Keyword list of retry options.

replica_policy()

@type replica_policy() :: :master | :sequence

Replica selection policy used when retrying read commands.

retry_classification()

@type retry_classification() :: :rebalance | :transport | :circuit_open | nil

Telemetry retry label derived from a command outcome.
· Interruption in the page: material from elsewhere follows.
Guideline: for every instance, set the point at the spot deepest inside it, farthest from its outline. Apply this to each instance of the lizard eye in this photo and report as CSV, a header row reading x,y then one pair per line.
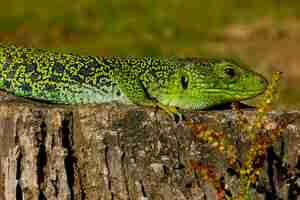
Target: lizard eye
x,y
229,72
184,82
nil means the outcome is not retryable.

t()

@type t() :: %{
  max_retries: non_neg_integer(),
  sleep_between_retries_ms: non_neg_integer(),
  replica_policy: replica_policy()
}

Effective retry policy for one command.

  • :max_retries — number of retries after the initial attempt (so a :max_retries of 2 means up to 3 attempts total). Must be a non-negative integer. 0 disables retry entirely.
  • :sleep_between_retries_ms — fixed delay between attempts; no jitter or exponential backoff.
  • :replica_policy:master dispatches every attempt against the master replica (transport failures retry the same node); :sequence walks the replica list via rem(attempt, length(replicas)) on each retry.

Functions

classify(err)

@spec classify(term()) :: classification()

Classifies one command outcome into retry buckets and the metadata the retry and pool layers consume.

defaults()

@spec defaults() :: t()

Returns the default retry policy. Used by the Tender at init.

from_opts(opts)

@spec from_opts(options()) :: t()

Builds an effective retry policy by overlaying the keyword opts on top of defaults/0.

Intended for the Tender's init path: validate the caller's start opts once and store the resulting map in :meta. Unknown keys are ignored so the retry policy can live alongside future policy knobs without a config migration.

load(meta_tab)

@spec load(atom()) :: t()

Reads the cluster-default retry policy from the :meta ETS table.

Falls back to defaults/0 when the slot is absent so readers never crash against a Tender that was started without the retry plumbing (a cluster-state-only test harness, for example, that skips the retry-opts init).

merge(base, opts)

@spec merge(t(), options()) :: t()

Overlays per-command opts on top of base. Only the three retry fields are recognised; other keys are ignored.

node_failure?(term)

@spec node_failure?(term()) :: boolean()

Returns true when term should increment the node's :failed counter.

put(meta_tab, policy)

@spec put(atom(), t()) :: true

Writes policy to meta_tab under the ETS key used by load/1.

Runtime publication flows through the cluster-state writer; table creation also uses this helper once to seed the default row before the tend-cycle worker starts.

rebalance?(term)

@spec rebalance?(term()) :: boolean()

Returns true when term is an error the retry driver should treat as a cluster-rebalance signal. Accepts either a bare %Aerospike.Error{} or the {:error, _} tuple form the command path produces; delegates to the canonical classifier above.

retry_classification(term)

@spec retry_classification(term()) :: retry_classification()

Returns the retry telemetry label for term, or nil when the outcome is fatal / non-retryable.

transport?(term)

@spec transport?(term()) :: boolean()

Returns true when term is an error the retry driver should treat as a transport-class failure (re-dispatch without re-routing logic beyond the replica walk).

Examples of transport-class codes: :network_error, :timeout, :connection_error, :pool_timeout, :invalid_node, :circuit_open.